Caímos otra vez en una trampa: la infidelidad de los varones volvió a aceptarse y perdonarse, en parte porque aquello de la responsabilidad afectiva y codificar el amor resultaba demasiado pesado y deshonesto hasta para las mejores feministas –¿quién puede decir sin mentir que es responsable afectivamente siquiera consigo mismo?–, pero, en cambio, las mujeres volvimos a ser condenadas. Porque de la imagen de la puérpera engañada y las botineras asociadas que la defienden –porque no sea cosa que prenda la mala idea–, se desprende que las buenas mujeres somos monógamas por naturaleza, como mandaba el patriarcado. Y entonces el adulterio en nosotras “es mucho menos perdonable que en el hombre”, como escribió el filósofo alemán Arthur Schopenhauer en 1850.

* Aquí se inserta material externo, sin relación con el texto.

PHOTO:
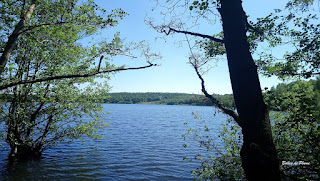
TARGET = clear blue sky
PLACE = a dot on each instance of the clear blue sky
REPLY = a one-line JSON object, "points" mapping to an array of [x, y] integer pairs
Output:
{"points": [[174, 74]]}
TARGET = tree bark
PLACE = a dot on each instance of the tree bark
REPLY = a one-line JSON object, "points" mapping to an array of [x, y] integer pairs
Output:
{"points": [[13, 38], [258, 153]]}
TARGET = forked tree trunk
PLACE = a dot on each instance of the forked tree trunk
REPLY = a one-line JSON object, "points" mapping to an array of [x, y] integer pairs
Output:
{"points": [[258, 153]]}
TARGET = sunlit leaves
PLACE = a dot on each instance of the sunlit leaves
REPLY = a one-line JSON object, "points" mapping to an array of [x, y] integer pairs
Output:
{"points": [[43, 114]]}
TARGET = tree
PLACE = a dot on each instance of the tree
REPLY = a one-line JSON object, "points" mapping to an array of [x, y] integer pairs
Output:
{"points": [[258, 153], [44, 66], [239, 38]]}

Tres siglos después, Wanda le pone otro filtro a la realidad, otra capa de sentido que la aleja de la chica que posaba para la tapa de Paparazzi y especulaba con su virginidad. Cumplir con las expectativas del patriarcado –ser “naturalmente” virgen, fiel, maternal y monógama– tiene sus recompensas, dicen su like y el de Antonella Rocuzzo, como el de muchas señoras que opinan desde su casa sin el peso del juicio público.

Ese es el verdadero partido que se juega en el Team Cami o Team Tini y es mucho más importante que Qatar, no sólo para ellas. Porque la monogamia obligatoria y esta vuelta a la idea de la familia tipo como salvaguarda de la sociedad nos priva –sobre todo a las mujeres y a las disidencias– del derecho fundamental a decidir ya no sólo sobre nuestros cuerpos sino sobre nuestras vidas.

La monogamia taxativa es por definición posesiva, aún está cargada de prejuicios, y –como vemos todos los días– es potencialmente mortal, basta con preguntarse cuántos violentos dicen que matan por “una infidelidad”. Su fin histórico ha sido controlar nuestra vida amorosa y nuestra sexualidad: por eso parece una locura que la salida social que encontramos hoy para una infidelidad masculina sea estimular la competencia entre nosotras. Pero también es cierto que, igual que con la picada en la reunión de amigos, a veces la dejamos servida.